El autismo y la élite futbolística: el caso Cucurella
Marc Cucurella llegó al Real Madrid en vísperas del Mundial 2026 tras un recorrido que incluyó Eibar, Getafe, Brighton y Chelsea. Su trayectoria profesional coincide con la crianza de tres hijos junto a Claudia Rodríguez. El mayor, Mateo, recibió el diagnóstico de trastorno del espectro autista nivel 1 a los tres años. Este hecho alteró las prioridades del lateral y lo obligó a replantear el equilibrio entre exigencias deportivas y responsabilidades familiares.

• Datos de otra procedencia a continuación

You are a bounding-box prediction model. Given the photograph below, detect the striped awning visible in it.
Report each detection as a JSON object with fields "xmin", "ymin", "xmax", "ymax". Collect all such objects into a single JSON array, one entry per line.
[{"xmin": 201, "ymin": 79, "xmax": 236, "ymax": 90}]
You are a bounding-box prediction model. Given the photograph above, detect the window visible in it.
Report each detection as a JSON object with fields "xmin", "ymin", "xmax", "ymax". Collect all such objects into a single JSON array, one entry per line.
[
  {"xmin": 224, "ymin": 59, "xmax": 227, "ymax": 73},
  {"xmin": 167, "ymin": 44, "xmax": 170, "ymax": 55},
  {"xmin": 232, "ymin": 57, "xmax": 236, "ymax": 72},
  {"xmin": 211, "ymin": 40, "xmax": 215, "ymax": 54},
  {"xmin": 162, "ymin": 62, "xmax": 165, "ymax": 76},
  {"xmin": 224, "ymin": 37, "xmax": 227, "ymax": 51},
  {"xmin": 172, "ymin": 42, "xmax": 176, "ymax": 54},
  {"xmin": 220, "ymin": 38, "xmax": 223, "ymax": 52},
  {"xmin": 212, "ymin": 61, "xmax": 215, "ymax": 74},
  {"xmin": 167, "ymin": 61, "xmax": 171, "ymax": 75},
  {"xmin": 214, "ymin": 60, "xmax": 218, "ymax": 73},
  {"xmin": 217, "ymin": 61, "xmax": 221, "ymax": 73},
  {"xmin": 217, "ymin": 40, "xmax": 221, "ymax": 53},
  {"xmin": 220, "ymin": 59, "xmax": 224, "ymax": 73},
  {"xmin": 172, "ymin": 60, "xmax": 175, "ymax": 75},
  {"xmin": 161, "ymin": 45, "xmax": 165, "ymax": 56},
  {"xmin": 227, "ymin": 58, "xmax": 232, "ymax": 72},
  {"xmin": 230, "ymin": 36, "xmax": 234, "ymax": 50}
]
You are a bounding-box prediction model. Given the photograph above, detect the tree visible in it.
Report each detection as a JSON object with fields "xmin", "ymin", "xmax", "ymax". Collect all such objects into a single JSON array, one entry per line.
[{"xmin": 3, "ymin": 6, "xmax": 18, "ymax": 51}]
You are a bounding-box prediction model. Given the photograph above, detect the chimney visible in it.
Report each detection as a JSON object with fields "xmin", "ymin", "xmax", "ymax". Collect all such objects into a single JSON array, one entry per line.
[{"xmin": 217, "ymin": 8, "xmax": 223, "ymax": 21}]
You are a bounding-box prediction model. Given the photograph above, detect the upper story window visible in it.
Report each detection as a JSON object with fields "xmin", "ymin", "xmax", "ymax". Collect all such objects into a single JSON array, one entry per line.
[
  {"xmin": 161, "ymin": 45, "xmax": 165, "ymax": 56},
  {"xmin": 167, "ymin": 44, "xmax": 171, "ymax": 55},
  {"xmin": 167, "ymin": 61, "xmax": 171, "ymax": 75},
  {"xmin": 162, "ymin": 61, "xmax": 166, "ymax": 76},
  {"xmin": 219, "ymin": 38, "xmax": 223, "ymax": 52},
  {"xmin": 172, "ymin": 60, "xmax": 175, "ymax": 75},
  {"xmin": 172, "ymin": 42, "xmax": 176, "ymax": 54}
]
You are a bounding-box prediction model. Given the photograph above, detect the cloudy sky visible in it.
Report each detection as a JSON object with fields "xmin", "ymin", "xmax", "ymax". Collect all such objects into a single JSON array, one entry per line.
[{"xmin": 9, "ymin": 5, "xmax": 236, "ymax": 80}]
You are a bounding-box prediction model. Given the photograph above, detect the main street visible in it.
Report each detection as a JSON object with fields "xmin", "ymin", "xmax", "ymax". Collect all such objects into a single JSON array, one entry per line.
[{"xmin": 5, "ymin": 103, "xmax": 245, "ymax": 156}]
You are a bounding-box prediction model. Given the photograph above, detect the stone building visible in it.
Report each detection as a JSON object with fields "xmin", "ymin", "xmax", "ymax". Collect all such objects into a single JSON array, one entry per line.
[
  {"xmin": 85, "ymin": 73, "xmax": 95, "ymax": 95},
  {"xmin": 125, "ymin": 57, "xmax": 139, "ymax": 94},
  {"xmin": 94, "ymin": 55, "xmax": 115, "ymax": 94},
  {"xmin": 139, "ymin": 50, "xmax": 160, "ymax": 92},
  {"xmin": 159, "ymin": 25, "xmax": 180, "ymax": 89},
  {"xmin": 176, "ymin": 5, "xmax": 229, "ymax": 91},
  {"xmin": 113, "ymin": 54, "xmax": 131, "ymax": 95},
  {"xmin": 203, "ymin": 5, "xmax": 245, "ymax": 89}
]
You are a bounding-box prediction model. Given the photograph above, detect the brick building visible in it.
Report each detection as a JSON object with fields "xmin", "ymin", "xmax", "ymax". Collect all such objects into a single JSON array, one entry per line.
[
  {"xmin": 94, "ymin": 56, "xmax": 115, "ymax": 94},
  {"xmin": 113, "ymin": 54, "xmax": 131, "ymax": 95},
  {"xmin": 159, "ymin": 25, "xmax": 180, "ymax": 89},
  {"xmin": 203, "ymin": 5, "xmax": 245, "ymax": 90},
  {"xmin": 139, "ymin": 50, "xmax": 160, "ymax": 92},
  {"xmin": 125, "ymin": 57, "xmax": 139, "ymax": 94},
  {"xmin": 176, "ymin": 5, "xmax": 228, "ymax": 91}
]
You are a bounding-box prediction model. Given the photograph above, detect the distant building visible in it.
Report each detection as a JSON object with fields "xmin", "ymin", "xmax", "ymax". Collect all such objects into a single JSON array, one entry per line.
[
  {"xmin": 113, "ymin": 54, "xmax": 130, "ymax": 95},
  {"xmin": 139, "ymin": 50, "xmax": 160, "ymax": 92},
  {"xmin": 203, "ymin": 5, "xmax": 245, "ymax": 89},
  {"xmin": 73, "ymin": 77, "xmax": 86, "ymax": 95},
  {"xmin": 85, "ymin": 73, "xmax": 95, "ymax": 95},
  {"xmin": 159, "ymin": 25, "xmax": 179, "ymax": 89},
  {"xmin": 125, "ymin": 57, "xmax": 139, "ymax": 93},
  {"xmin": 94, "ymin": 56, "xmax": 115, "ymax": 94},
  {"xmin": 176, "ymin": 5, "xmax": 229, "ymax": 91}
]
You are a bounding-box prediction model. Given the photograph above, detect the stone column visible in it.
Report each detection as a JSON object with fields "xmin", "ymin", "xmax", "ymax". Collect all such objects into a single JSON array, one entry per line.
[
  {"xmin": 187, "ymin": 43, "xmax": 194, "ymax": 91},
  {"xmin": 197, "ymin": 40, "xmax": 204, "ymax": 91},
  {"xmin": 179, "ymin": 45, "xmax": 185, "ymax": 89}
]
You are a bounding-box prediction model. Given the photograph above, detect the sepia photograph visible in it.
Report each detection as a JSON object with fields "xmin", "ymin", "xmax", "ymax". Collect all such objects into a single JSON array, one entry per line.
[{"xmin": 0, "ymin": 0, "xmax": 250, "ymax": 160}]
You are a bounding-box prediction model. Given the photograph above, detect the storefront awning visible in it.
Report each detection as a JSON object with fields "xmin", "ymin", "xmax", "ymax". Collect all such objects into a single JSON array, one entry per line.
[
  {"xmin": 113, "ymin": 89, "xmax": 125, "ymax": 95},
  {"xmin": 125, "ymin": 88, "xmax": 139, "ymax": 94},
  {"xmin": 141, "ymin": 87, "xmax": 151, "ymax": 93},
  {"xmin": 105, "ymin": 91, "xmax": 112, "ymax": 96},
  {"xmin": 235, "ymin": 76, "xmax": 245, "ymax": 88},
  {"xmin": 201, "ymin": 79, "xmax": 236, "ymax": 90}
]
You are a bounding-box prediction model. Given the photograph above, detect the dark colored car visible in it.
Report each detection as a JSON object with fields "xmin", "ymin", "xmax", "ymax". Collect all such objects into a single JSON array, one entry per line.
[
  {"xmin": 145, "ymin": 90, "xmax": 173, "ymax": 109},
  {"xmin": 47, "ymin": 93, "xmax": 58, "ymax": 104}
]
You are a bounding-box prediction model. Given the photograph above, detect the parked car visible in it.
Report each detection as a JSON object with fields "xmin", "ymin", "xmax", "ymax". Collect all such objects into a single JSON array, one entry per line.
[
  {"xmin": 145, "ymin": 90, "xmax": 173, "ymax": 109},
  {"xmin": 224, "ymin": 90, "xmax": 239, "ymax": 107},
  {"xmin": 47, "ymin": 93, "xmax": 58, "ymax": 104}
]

El diagnóstico como punto de inflexión
Los primeros indicios surgieron en la escuela infantil cuando las fotografías grupales mostraban a Mateo apartado. La ausencia de balbuceo habitual y la dificultad para interactuar con otros niños confirmaron la necesidad de evaluación especializada. Cucurella describe esa etapa como la más dura porque presenciar el sufrimiento del hijo genera una sensación de impotencia difícil de gestionar en paralelo con entrenamientos y partidos.
El nivel 1 implica que el niño puede desarrollar lenguaje funcional pero requiere apoyo específico en comunicación social y flexibilidad conductual. Datos de la Confederación Autismo España indican que el 62 % de las familias con niños diagnosticados en este nivel reportan estrés crónico durante los primeros cinco años posteriores al diagnóstico. La experiencia de Cucurella ilustra cómo esa carga se multiplica cuando el padre compite en la Premier League o en selecciones nacionales.